成語については、「擬声語と成語 その1」「擬声語と成語 その2」で書いてきたんだけど――
成語の使いこなすということについて、どうも台湾人と日本人の間にはとらえ方に差があるように思う。
台湾人の中では、成語を使いこなせれば教養が高いというふうに思われるけど、
それは言葉がきれいに表現できるという、プラスの意味での称賛であって、
日本人でよくありがちな、ことわざ、慣用句、四字熟語、故事成語を使いこなせる人を、おやじくさいとか軽べつしたり、わかりにくい言葉をたくさん使う嫌みなやつというふうにマイナスにとらえたりする感覚はないようなんだよ。
台湾における成語についての知識の蓄積はもう既に小学校時代から始まっているわけで、決して大人にならないとできないという言い方ではないよ。
前回の「擬声語と成語 その2」で紹介したような表現も、小学校高学年になればできるような表現らしい。
ただ、このような美しい含蓄のある言葉の並びばかりを暗記してしまうと、これを翻訳しようというときに困ってしまうことがある。
例えば、英作文をしようとしても、既存の成語の知識を用いた美しい訳語が見つからないことで困ってしまう。ないので、英作文も苦手になってしまう。
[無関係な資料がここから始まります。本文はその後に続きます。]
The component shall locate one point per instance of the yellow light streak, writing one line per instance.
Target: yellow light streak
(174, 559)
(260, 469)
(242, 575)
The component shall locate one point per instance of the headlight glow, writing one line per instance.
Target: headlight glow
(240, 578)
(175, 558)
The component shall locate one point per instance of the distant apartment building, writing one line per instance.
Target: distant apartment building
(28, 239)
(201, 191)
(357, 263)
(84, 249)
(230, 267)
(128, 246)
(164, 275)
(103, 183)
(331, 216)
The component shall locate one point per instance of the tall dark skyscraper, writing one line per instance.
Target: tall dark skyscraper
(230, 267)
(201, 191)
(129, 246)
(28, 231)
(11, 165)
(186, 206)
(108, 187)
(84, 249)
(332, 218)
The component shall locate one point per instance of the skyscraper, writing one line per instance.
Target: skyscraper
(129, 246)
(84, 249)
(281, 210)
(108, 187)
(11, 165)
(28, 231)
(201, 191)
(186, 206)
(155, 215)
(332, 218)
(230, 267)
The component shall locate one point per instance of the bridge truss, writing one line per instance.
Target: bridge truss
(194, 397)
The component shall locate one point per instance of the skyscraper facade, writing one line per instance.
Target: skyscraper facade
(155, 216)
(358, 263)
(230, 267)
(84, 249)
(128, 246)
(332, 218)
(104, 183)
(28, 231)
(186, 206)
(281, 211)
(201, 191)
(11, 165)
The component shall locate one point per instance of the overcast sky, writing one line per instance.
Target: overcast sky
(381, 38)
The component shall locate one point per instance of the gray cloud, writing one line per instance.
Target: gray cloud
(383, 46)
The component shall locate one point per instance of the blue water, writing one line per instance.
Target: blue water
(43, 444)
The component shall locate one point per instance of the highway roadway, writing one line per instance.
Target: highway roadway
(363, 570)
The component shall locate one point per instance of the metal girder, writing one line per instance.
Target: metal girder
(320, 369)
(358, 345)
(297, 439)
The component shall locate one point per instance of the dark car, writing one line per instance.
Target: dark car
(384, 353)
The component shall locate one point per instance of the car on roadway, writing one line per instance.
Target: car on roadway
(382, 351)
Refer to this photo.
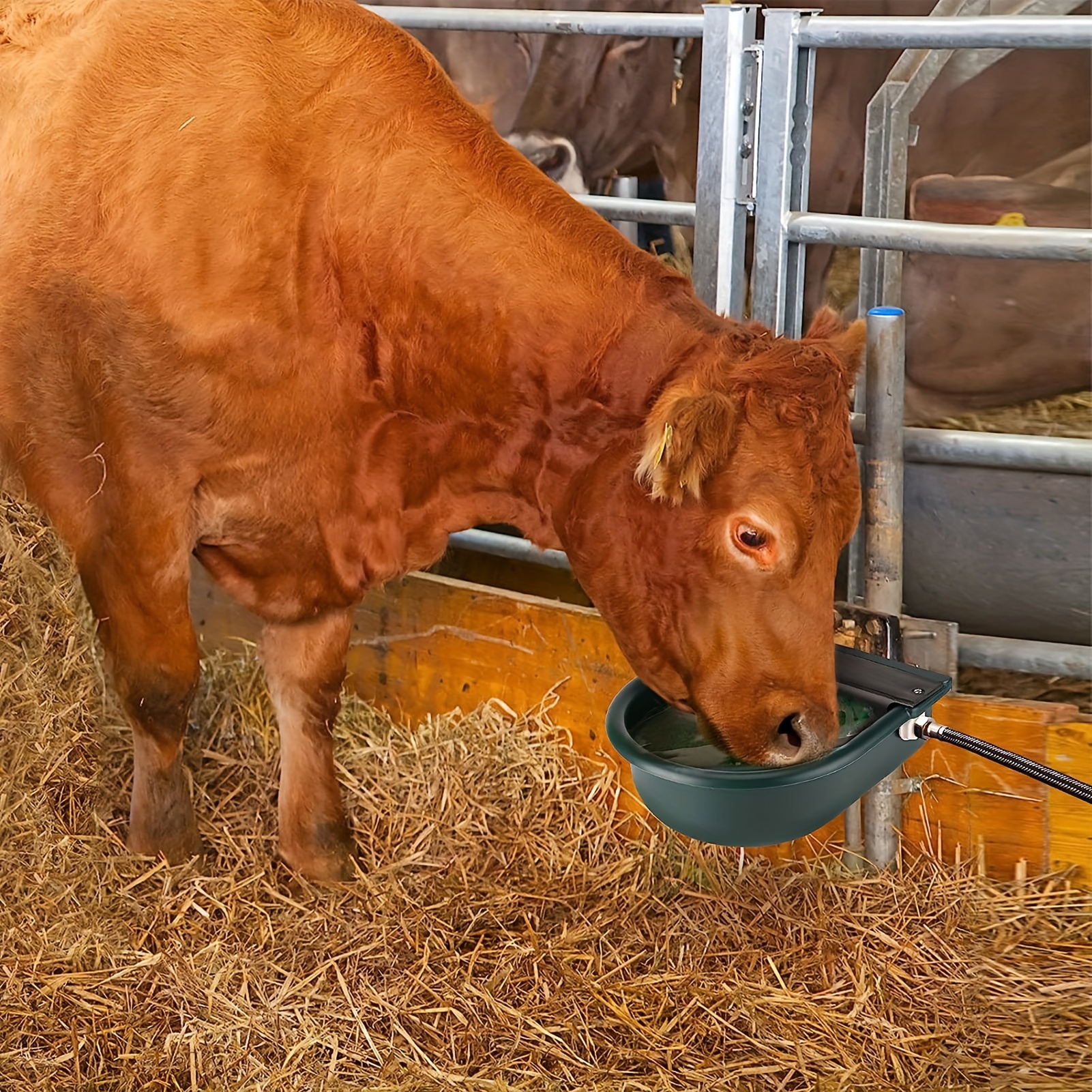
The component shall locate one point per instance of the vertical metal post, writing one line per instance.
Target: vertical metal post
(724, 194)
(784, 147)
(625, 186)
(885, 364)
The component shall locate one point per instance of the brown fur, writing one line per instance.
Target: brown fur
(276, 296)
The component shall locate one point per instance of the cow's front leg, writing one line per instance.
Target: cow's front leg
(305, 666)
(141, 605)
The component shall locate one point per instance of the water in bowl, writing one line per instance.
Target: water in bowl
(674, 735)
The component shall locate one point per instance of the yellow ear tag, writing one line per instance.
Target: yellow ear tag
(664, 441)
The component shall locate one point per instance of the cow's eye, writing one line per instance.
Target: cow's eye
(750, 537)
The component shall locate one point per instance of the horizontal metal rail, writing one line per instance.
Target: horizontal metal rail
(971, 241)
(1050, 454)
(625, 25)
(1041, 658)
(517, 550)
(1004, 653)
(923, 32)
(641, 210)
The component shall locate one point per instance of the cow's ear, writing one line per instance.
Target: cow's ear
(848, 345)
(687, 437)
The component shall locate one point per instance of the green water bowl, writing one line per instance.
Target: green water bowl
(703, 792)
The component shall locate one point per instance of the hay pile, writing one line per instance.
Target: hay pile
(503, 934)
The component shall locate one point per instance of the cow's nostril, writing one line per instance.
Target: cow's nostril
(788, 739)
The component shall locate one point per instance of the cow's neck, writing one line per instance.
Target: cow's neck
(503, 378)
(505, 441)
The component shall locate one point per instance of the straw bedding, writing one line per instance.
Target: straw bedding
(507, 930)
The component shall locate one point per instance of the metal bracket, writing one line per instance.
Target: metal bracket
(750, 108)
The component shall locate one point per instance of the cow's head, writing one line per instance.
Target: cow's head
(714, 563)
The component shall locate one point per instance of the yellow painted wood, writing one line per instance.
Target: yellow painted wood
(1069, 750)
(969, 805)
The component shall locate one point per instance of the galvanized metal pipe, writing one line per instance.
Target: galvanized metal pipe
(884, 458)
(517, 550)
(885, 365)
(623, 25)
(922, 32)
(726, 145)
(1050, 454)
(784, 150)
(1042, 658)
(640, 210)
(625, 188)
(971, 241)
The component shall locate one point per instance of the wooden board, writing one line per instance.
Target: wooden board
(430, 643)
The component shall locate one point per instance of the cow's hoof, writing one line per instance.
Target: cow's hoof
(325, 859)
(177, 846)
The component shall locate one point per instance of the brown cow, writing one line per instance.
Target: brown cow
(982, 332)
(276, 295)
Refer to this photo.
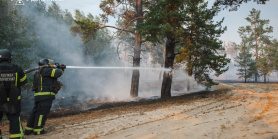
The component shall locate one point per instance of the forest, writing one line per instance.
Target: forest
(164, 33)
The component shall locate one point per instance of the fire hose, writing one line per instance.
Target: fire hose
(57, 65)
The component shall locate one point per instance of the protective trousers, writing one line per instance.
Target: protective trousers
(38, 116)
(16, 131)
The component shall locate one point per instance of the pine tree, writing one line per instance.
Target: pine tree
(244, 62)
(256, 35)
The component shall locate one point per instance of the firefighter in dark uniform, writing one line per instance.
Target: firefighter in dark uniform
(11, 78)
(45, 86)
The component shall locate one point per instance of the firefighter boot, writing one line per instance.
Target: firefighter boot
(28, 132)
(40, 132)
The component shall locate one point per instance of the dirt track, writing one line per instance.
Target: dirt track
(233, 111)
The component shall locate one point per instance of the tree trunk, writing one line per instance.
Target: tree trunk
(169, 61)
(137, 51)
(189, 70)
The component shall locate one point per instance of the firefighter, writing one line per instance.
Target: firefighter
(11, 78)
(46, 86)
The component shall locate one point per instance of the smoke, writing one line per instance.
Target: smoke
(83, 86)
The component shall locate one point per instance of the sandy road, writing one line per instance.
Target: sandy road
(234, 111)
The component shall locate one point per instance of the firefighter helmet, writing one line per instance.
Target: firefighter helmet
(45, 61)
(5, 54)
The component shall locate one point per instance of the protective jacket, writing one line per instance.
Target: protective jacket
(45, 87)
(46, 84)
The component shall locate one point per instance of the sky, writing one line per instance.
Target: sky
(233, 20)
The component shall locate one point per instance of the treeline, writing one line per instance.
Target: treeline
(258, 52)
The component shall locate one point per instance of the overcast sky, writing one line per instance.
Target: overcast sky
(233, 20)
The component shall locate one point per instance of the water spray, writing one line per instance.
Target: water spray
(127, 68)
(62, 66)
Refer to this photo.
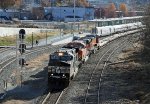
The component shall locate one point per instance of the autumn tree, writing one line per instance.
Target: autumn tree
(111, 10)
(124, 9)
(45, 3)
(99, 13)
(6, 3)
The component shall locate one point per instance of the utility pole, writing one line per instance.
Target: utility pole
(74, 18)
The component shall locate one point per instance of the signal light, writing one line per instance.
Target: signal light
(22, 62)
(22, 48)
(22, 34)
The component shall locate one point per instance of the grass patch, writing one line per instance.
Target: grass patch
(11, 40)
(7, 40)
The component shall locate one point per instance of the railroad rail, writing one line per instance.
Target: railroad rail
(106, 56)
(12, 59)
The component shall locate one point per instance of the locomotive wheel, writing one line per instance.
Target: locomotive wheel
(94, 51)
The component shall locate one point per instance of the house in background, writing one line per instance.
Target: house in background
(66, 13)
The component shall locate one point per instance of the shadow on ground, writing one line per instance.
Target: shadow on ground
(124, 84)
(30, 89)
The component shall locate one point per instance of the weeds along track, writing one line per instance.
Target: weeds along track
(93, 96)
(99, 68)
(53, 98)
(86, 86)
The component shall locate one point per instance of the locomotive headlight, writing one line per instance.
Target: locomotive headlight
(58, 71)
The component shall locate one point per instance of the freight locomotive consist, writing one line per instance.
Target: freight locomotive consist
(63, 64)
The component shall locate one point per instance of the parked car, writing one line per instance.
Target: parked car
(72, 18)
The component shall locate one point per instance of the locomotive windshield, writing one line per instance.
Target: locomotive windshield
(61, 57)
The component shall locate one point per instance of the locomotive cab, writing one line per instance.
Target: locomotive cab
(63, 65)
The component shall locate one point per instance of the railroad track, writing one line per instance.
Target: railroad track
(52, 98)
(3, 50)
(93, 97)
(12, 59)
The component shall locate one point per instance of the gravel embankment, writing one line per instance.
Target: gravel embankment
(116, 87)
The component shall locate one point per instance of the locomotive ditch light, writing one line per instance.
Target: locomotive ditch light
(22, 34)
(60, 54)
(22, 48)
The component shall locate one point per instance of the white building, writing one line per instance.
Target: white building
(31, 3)
(61, 13)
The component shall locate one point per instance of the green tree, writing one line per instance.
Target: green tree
(124, 9)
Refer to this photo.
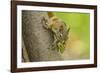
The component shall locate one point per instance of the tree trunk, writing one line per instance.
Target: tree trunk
(36, 38)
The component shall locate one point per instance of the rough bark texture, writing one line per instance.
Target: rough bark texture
(37, 39)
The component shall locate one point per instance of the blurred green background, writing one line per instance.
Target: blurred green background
(79, 24)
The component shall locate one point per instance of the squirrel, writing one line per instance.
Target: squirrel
(60, 32)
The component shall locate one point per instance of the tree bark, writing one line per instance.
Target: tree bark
(36, 38)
というわけで、英語のことわざをせっせと覚えることを推奨する人たちもいる。
日本語を学習するときも同様のことが言えるわけで、台湾人の使うこれら成語を丁寧に対訳してあるような日本の辞書があれば、ぜひとも買いたいと思う台湾人は多分いるんじゃないかとも思うのだ。
ただ、日本語の場合は、ことわざ、慣用句、故事成語などを駆使して話すのは敬遠されるわけだから、
台湾人が日本語を勉強するときは、熟語はほどほどに、むしろ、成語のかわりの擬声語、擬態語があれば、それをせっせと覚えていくのが正解かもね。
初めまして,日本語を勉強してる台湾人です。
「日本語の場合は、ことわざ、慣用句、故事成語などを駆使して話すのは敬遠される」で,初めて知りました…本当にびっくりした。
大変助かれました,ありがとうございます。
和語と漢語では、漢語の方が冷たく響くのです
(ヨリコさんへ)
こんにちはszyuです。コメントありがとうございます。
参考になったみたいでよかったです。
教養めいた言葉を多用しすぎると、お説教されているような、偉そうな感覚をもたれるみたいです。ただし、慣用句はそこまで気にしなくてもいいかもしれないです。
ちなみに、個人的な経験ですが、私は会話の中に漢語が多過ぎる、四字熟語を使い過ぎることが原因で、親しい人に話す言葉として冷たく感じるから言葉遣いを直した方がいいと指摘されたことがあります。語種によって、そういう感覚があるのかもしれないと思っています。